Traditional Chinese and Western medicine diverge over the idea of what acupuncture accomplishes. Eastern medicine sees acupuncture as a way of balancing life energy or life force, otherwise known as qi, by inserting needles into specific points along “pathways” called meridians. Western acupuncturists, on the other hand, see the procedure as a way to “stimulate nerves, muscles, and connective tissue” in a way that fires up your natural painkillers, as noted by Mayo Clinic.

But no matter how pain-free or amazing you feel after your treatment, remember that things have been done to your body, whether you choose to see it as a rebalancing of your qi or the stimulation of your nervous system. In any case, HuffPost says you need to give your body a chance to rest and rejuvenate. Resting also allows your body to deal with whatever feelings the session might have caused, whether it is soreness, tiredness, itching, or bruising. Along with resting, you should consider giving any strenuous or difficult workouts a hard pass and should scale down your exercise plans until your body has had a chance to fully recover.

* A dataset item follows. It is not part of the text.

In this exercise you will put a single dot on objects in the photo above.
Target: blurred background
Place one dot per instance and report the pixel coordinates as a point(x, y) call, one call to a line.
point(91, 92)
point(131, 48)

Use heat and avoid specific foods after an acupuncture treatment

Traditional Chinese medicine doctors aren’t fond of anything cold — this includes eating anything cold like ice cream and smoothies, taking a cold shower, and even using an ice pack in parts of your body that might feel sore or tender after a session. Indigo Healing Acupuncture says cold temperatures could actually undo the positive effects of acupuncture because it impedes both your energy flow and the healing process. Instead, soothe yourself with a warm bath and a hot pad on any part of the body that might need a bit of TLC after a session.

Because acupuncture helps your body get rid of toxins, it would be counterproductive to reintroduce other types of toxins into your body in the form of sugar or processed food; instead, pick healthy options that might allow your body to continue healing after your sessions. Also, if your system has been reset so that everything is in equilibrium, it may be a good idea to avoid anything that could trigger you and make you excited, and, because of this, HuffPost recommends you avoid caffeinated beverages like coffee and tea. Another reason to avoid caffeine — at least for a while — is that your body needs to stay hydrated, which is something that caffeine, which is a diuretic, cannot help you do as well as, say, water.